See this example C code:

#include <stdio.h>

void reverse(char *p){
    char c;
    char* q = p;
    while (*q) q++; 
    q--; // point to the end
    while (p < q) {
        c = *p;
        *p++ = *q;
        *q-- = c;
    }
}

int main(){
    char s[]  = "DCBA";
    reverse( s);
    printf("%s\n", s); // ABCD
}

which reverses the text "DCBA" and produces "ABCD".

char *p = "hello"

p is a pointer to a char.

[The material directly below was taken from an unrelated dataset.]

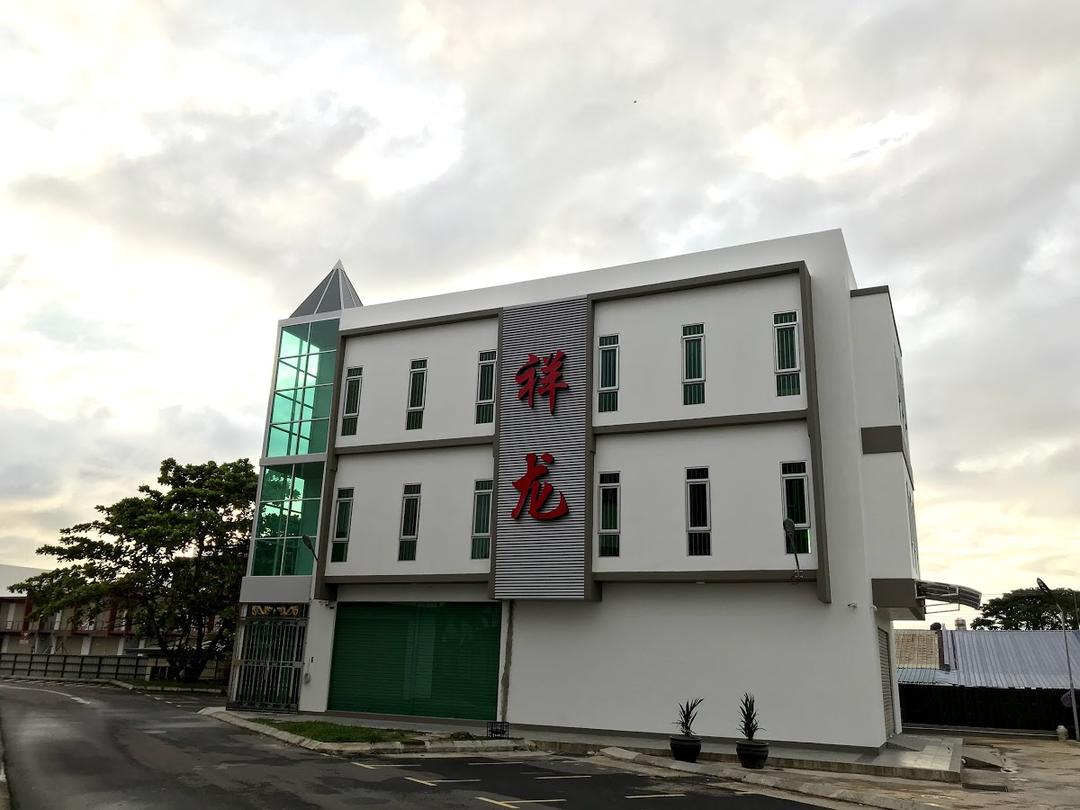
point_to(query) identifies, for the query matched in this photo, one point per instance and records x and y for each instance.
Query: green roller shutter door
(424, 659)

You can do pointer arithmetic -- p++ will compile -- and puts data in read-only parts of the memory (const data).
and using p[0]='a'; will result to runtime error:

#include <stdio.h>
int main(){
    char* s  = "DCBA";  
    s[0]='D'; // compile ok but runtime error
    printf("%s\n", s); // ABCD
}  

this compiles, but not runs.

const char* const s = "DCBA";

With a const char* const, you can change neither s nor the data content which point to (i.e. "DCBE"). so data and pointer are const:

#include <stdio.h>
int main(){
    const char* const s  = "DCBA";  
    s[0]='D'; // compile error
    printf("%s\n", s); // ABCD
}

The Text segment is normally the segment where your code is stored and is const; i.e. unchangeable. In embedded systems, this is the ROM, PROM, or flash memory; in a desktop computer, it can be in RAM.

The Stack is RAM memory used for local variables in functions.

The Heap is RAM memory used for global variables and heap-initialized data.

BSS contains all global variables and static variables that are initialized to zero or not initialized vars.

For more information, see the relevant Wikipedia and this relevant Stack Overflow question

With regards to s itself: The compiler decides where to put it (in stack space or CPU registers).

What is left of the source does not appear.